Exhibition: Mappa Mundi
45 Park Lane, The Dorchester’s sister hotel, prides itself on mixing fine art with contemporary style. Sir Peter Blake’s Dancing Girls over Rotten Row hangs in the Penthouse Suite, and all 16 of Damien Hirst’s limited edition Diamond Dust Psalms adorn the hotel’s restaurant, CUT at 45 Park Lane. The hotel features an ever-changing programme of temporary displays, and its latest exhibition, Mappa Mundi by David Ewan Eason, is currently adding extra lustre to the hotel’s already glittering lobby and bar until November 27.
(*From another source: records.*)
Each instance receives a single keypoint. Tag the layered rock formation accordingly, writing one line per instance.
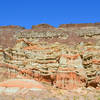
(60, 57)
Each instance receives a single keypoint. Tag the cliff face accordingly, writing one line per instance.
(66, 33)
(66, 57)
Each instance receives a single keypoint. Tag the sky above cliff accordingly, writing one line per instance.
(54, 12)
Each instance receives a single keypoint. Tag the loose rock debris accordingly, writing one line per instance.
(57, 64)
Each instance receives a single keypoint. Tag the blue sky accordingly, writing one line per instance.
(55, 12)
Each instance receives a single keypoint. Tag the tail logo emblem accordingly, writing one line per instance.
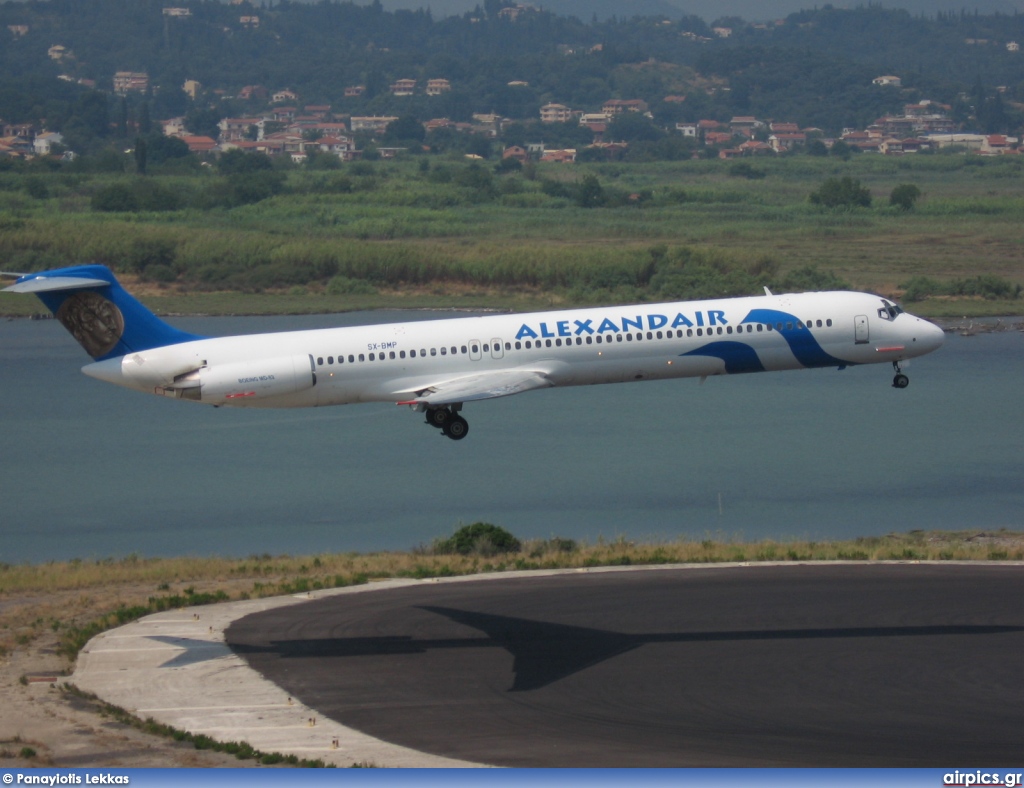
(94, 321)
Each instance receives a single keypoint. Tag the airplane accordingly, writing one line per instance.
(436, 366)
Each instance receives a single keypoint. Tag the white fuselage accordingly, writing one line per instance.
(416, 361)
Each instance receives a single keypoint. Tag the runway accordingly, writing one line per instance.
(837, 665)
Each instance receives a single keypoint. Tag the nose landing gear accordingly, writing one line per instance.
(900, 381)
(449, 422)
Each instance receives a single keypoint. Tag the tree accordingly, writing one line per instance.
(904, 195)
(589, 193)
(140, 156)
(842, 192)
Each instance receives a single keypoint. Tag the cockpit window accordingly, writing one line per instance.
(889, 311)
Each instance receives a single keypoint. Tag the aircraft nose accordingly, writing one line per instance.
(931, 336)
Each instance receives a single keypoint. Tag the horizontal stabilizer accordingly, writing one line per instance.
(46, 283)
(483, 386)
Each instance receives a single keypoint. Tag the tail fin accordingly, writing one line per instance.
(104, 318)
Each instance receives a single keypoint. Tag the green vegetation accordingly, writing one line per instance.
(456, 234)
(478, 539)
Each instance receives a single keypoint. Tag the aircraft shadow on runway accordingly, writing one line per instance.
(546, 652)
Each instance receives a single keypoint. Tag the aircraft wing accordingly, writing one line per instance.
(501, 383)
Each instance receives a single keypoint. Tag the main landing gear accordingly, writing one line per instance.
(900, 381)
(449, 422)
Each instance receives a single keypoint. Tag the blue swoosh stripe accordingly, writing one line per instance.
(801, 341)
(737, 356)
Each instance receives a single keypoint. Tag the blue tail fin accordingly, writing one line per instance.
(104, 318)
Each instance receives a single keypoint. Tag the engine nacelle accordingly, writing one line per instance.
(239, 383)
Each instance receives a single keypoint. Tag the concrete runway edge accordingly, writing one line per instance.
(176, 668)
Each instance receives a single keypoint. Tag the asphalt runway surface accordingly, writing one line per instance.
(885, 665)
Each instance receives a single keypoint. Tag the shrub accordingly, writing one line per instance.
(904, 195)
(479, 538)
(842, 192)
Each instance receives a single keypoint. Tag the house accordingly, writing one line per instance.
(130, 82)
(43, 144)
(374, 124)
(564, 156)
(235, 129)
(614, 106)
(200, 144)
(745, 125)
(487, 123)
(175, 127)
(755, 147)
(283, 114)
(555, 114)
(254, 91)
(403, 88)
(22, 131)
(338, 146)
(718, 138)
(780, 142)
(998, 143)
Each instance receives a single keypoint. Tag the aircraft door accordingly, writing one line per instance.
(860, 335)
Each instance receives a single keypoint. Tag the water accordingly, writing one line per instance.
(89, 470)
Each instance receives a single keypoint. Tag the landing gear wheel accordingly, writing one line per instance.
(456, 428)
(438, 417)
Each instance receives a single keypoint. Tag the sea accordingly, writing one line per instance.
(92, 471)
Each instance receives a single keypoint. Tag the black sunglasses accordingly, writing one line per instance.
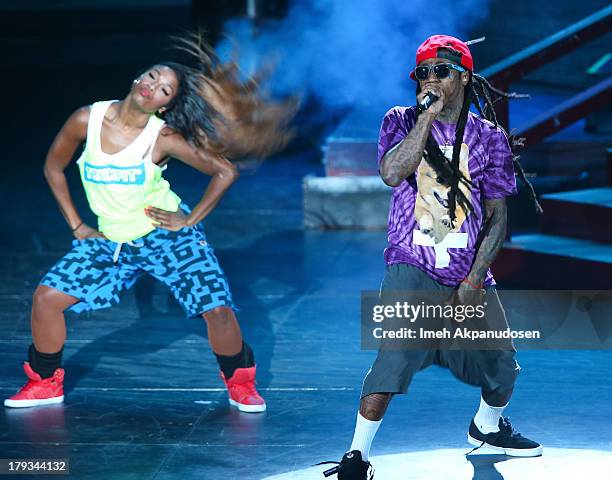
(441, 70)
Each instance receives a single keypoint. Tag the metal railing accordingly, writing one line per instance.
(516, 66)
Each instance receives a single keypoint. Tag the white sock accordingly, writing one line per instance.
(487, 417)
(364, 434)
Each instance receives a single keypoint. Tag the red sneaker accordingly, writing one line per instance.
(38, 391)
(242, 392)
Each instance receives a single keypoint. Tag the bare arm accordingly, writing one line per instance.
(222, 171)
(72, 134)
(402, 160)
(492, 238)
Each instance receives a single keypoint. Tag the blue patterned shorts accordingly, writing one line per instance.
(183, 260)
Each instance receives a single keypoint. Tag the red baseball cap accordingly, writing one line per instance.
(429, 49)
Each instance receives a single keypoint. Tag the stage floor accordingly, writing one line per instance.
(144, 398)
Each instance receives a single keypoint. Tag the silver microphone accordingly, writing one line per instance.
(427, 101)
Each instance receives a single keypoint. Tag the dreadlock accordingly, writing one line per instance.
(477, 90)
(215, 108)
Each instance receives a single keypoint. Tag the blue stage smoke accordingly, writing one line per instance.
(350, 52)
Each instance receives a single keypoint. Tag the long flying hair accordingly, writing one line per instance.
(217, 109)
(477, 90)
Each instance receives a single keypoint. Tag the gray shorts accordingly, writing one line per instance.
(393, 370)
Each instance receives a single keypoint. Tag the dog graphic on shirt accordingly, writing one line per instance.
(431, 207)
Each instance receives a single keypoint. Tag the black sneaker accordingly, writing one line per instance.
(507, 440)
(352, 467)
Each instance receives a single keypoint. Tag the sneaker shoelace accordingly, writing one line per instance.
(506, 432)
(246, 389)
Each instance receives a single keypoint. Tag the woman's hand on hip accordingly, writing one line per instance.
(172, 221)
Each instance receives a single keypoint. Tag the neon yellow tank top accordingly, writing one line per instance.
(120, 186)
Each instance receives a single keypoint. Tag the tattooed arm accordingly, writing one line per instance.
(402, 160)
(491, 240)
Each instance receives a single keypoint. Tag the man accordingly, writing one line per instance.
(450, 171)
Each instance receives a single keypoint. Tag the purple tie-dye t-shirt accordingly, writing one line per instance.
(419, 227)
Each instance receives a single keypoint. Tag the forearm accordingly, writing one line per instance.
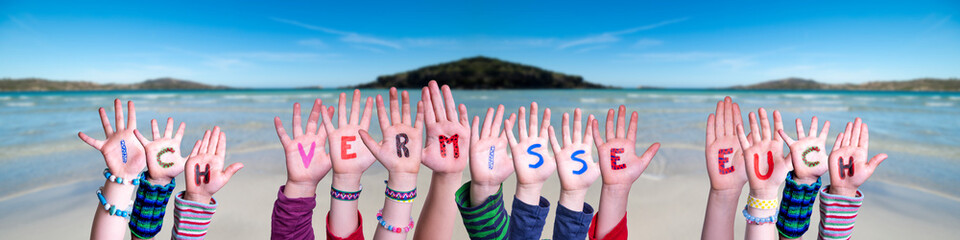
(613, 206)
(397, 213)
(106, 226)
(720, 214)
(343, 213)
(439, 208)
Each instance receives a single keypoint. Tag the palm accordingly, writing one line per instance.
(724, 155)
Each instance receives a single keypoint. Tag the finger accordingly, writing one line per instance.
(143, 140)
(565, 129)
(107, 129)
(754, 128)
(508, 129)
(497, 122)
(371, 144)
(855, 136)
(632, 129)
(118, 115)
(777, 125)
(846, 133)
(97, 144)
(132, 115)
(487, 120)
(610, 129)
(577, 134)
(475, 130)
(367, 113)
(553, 139)
(281, 133)
(406, 108)
(621, 120)
(719, 124)
(764, 125)
(314, 118)
(546, 123)
(743, 138)
(785, 137)
(341, 108)
(728, 115)
(448, 99)
(437, 101)
(297, 124)
(800, 131)
(711, 133)
(864, 137)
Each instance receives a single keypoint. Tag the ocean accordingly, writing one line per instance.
(40, 149)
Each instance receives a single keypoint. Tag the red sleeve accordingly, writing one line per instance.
(356, 235)
(618, 232)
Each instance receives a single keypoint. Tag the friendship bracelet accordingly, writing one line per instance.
(403, 197)
(838, 214)
(796, 207)
(392, 228)
(761, 204)
(345, 196)
(756, 220)
(111, 209)
(119, 180)
(146, 219)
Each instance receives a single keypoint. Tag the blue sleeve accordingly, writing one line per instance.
(526, 221)
(570, 224)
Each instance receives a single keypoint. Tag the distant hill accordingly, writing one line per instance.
(37, 84)
(920, 84)
(482, 73)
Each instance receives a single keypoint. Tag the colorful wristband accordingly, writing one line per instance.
(345, 196)
(838, 214)
(761, 204)
(796, 207)
(146, 219)
(391, 227)
(404, 197)
(192, 219)
(119, 180)
(112, 209)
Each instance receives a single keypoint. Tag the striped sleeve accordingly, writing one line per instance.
(838, 214)
(488, 220)
(191, 219)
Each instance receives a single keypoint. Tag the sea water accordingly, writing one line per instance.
(919, 131)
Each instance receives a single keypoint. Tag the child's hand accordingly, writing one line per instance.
(348, 154)
(766, 166)
(725, 164)
(400, 150)
(807, 152)
(489, 162)
(442, 121)
(621, 167)
(164, 161)
(121, 151)
(205, 173)
(849, 167)
(575, 164)
(307, 161)
(533, 163)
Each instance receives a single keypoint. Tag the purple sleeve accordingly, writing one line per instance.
(292, 217)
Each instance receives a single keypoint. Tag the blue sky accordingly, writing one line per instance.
(676, 44)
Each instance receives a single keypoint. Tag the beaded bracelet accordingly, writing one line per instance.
(391, 227)
(403, 197)
(345, 196)
(119, 180)
(761, 204)
(112, 209)
(756, 220)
The exhibition consists of an array of large-scale golden maps of world cities and continents, hand-drawn on 24-carat gold or Palladium leaf. They portray some of the world’s most recognisable landmarks, but flooded with gilt and with street names removed, the maps are no longer navigational tools but breathtaking works of abstract art.
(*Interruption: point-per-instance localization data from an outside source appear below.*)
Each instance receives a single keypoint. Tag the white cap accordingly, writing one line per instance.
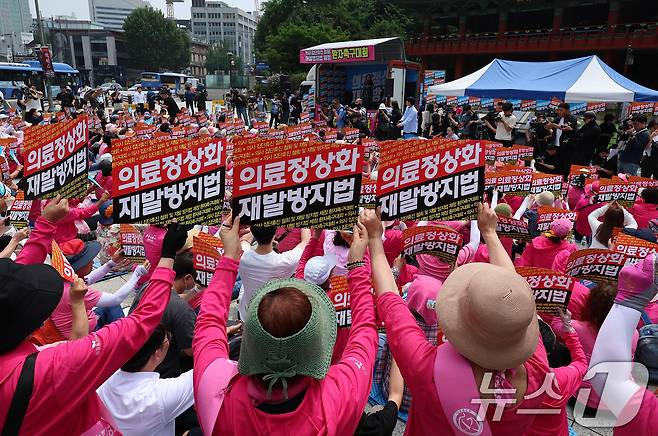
(318, 269)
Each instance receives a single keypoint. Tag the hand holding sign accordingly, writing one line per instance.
(230, 235)
(56, 209)
(359, 243)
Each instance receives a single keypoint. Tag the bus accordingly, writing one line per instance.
(15, 74)
(174, 81)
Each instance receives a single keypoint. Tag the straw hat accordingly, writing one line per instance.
(488, 314)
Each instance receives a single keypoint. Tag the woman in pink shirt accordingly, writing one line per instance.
(487, 313)
(293, 392)
(63, 399)
(635, 407)
(66, 229)
(596, 308)
(565, 383)
(544, 249)
(645, 208)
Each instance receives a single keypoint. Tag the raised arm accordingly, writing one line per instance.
(638, 285)
(108, 300)
(210, 340)
(353, 373)
(487, 220)
(568, 378)
(83, 365)
(307, 254)
(40, 241)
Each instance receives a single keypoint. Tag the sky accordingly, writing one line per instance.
(80, 8)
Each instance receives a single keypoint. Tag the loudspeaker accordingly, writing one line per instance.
(388, 88)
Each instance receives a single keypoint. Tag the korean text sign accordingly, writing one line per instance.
(337, 55)
(207, 251)
(597, 265)
(439, 241)
(339, 294)
(297, 184)
(56, 160)
(431, 180)
(132, 243)
(156, 181)
(552, 290)
(512, 228)
(634, 248)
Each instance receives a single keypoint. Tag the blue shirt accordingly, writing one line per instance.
(409, 120)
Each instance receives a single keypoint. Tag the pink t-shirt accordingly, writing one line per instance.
(153, 237)
(62, 317)
(587, 335)
(415, 356)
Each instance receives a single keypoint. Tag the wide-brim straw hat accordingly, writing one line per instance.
(488, 314)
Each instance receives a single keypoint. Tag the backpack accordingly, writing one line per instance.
(647, 348)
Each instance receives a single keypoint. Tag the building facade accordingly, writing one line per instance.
(98, 53)
(112, 13)
(15, 29)
(198, 55)
(215, 22)
(463, 36)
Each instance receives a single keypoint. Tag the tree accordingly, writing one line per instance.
(155, 43)
(220, 59)
(288, 26)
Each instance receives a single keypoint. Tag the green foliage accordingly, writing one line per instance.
(155, 43)
(288, 26)
(219, 59)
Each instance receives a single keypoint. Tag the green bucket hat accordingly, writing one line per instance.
(307, 352)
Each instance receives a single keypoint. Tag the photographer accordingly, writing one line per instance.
(505, 122)
(539, 134)
(550, 162)
(564, 135)
(490, 119)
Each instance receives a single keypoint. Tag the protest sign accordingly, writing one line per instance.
(512, 228)
(546, 182)
(439, 241)
(514, 183)
(297, 184)
(157, 181)
(597, 265)
(548, 214)
(19, 211)
(617, 190)
(368, 194)
(56, 160)
(643, 182)
(634, 248)
(552, 290)
(431, 180)
(339, 294)
(61, 264)
(206, 252)
(132, 243)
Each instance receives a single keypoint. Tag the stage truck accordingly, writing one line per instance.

Although the exhibition’s name may be Medieval – Mappa Mundi literally means ‘charts of the world’ – Eason’s maps represent our contemporary landscape, and are designed to remind us how quickly the footprint of a city can change beyond recognition.
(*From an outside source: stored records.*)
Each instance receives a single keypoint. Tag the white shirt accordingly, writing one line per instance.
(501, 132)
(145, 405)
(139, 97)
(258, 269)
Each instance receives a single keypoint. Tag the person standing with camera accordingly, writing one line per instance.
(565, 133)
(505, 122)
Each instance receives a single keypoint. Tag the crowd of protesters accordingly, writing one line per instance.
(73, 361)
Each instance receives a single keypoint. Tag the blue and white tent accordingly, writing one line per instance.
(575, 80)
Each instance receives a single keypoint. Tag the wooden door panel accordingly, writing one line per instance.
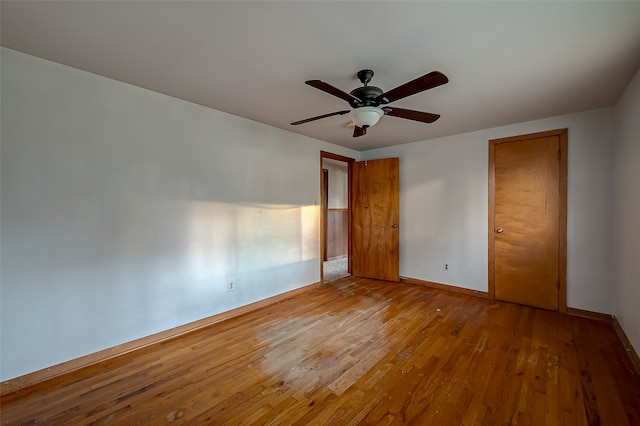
(527, 222)
(376, 201)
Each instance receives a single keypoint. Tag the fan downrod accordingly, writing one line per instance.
(365, 76)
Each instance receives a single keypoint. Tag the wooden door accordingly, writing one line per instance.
(527, 230)
(375, 219)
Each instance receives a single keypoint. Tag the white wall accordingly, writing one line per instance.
(126, 212)
(444, 206)
(338, 183)
(627, 211)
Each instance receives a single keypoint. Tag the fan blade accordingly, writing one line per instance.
(331, 114)
(409, 114)
(326, 87)
(420, 84)
(359, 131)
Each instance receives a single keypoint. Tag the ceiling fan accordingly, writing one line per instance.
(366, 100)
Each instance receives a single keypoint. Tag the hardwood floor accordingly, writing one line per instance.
(358, 351)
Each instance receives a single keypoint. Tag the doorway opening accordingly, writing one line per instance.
(335, 221)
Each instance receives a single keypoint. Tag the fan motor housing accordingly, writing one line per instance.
(367, 94)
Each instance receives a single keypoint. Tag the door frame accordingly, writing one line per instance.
(323, 225)
(562, 209)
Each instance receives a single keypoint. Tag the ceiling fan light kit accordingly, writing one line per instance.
(366, 100)
(366, 117)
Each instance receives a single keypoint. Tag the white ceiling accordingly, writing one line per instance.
(507, 62)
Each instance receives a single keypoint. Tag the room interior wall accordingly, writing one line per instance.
(627, 211)
(126, 212)
(444, 206)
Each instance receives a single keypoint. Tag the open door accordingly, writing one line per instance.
(375, 219)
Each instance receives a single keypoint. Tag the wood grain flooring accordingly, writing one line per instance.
(358, 351)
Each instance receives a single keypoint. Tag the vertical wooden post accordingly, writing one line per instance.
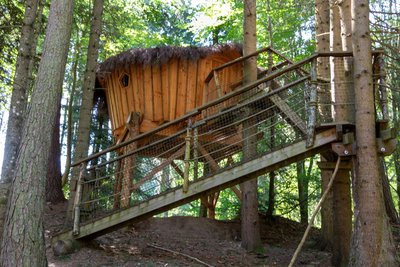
(196, 152)
(217, 84)
(312, 106)
(382, 88)
(77, 200)
(187, 163)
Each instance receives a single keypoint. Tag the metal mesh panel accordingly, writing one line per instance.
(238, 125)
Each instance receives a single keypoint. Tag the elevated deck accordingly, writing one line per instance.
(279, 119)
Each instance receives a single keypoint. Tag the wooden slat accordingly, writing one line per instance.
(173, 87)
(157, 94)
(133, 87)
(124, 99)
(139, 95)
(110, 103)
(192, 86)
(201, 74)
(148, 94)
(182, 87)
(165, 92)
(117, 99)
(225, 179)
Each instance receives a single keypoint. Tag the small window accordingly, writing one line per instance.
(124, 80)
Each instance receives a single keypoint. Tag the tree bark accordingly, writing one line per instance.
(387, 194)
(372, 242)
(23, 241)
(250, 224)
(17, 105)
(323, 71)
(341, 87)
(19, 95)
(54, 193)
(302, 184)
(82, 140)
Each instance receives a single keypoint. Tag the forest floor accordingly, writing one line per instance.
(163, 241)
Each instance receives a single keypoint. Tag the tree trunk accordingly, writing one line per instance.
(19, 95)
(82, 140)
(323, 71)
(250, 224)
(342, 218)
(341, 91)
(372, 242)
(17, 106)
(26, 201)
(54, 193)
(387, 194)
(302, 183)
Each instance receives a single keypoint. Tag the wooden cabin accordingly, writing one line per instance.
(162, 84)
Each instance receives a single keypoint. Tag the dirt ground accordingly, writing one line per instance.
(187, 241)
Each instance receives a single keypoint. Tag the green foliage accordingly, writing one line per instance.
(10, 26)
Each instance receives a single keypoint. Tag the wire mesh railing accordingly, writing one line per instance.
(283, 106)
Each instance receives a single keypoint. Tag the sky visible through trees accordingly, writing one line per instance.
(292, 26)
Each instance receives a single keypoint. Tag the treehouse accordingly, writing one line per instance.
(158, 85)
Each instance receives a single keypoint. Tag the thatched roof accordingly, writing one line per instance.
(160, 55)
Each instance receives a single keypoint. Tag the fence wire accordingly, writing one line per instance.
(242, 124)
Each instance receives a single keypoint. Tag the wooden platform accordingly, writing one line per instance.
(238, 174)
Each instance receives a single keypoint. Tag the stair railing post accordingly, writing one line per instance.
(188, 139)
(312, 106)
(78, 199)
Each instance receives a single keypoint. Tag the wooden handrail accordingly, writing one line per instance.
(198, 110)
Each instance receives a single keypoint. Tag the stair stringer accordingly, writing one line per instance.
(236, 175)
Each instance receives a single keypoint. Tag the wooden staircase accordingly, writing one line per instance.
(227, 178)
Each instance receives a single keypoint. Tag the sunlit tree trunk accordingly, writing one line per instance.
(19, 94)
(341, 78)
(250, 223)
(302, 183)
(82, 142)
(323, 71)
(23, 239)
(54, 193)
(17, 105)
(372, 242)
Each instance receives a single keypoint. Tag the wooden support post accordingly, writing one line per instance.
(187, 161)
(312, 106)
(77, 200)
(217, 84)
(196, 152)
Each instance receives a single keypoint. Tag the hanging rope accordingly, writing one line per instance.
(317, 208)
These modern artworks owe another debt to the past, having been inspired by Charles Booth’s 19th-century poverty maps. These early works of social cartography were designed to show the distribution of the different social classes in London, each area colour-coded according to its inhabitants’ wealth. Eason takes a different approach, erasing visible inequalities by literally paving every street with gold. Without any markers of affluence or poverty, the maps can be appreciated simply for their aesthetic appeal.
Eason has had his work displayed at the Barbican, The Royal Academy of Arts, and around the world, and has produced sculptures, paintings, videos and prints, before settling on gilt as his favourite medium to work with.
He has been fascinated with the concept of contrasts since studying Cézanne at Bath Spa. And Mappa Mundi is a perfect evocation of that idea: the permanence of gold is juxtaposed with the transience of a man-made landscape; a look at the modern world is inspired by a Medieval tradition; the world’s most coveted material is used for works inspired by poverty. This exhibition offers up an unusual way of looking at the world, in more ways than one.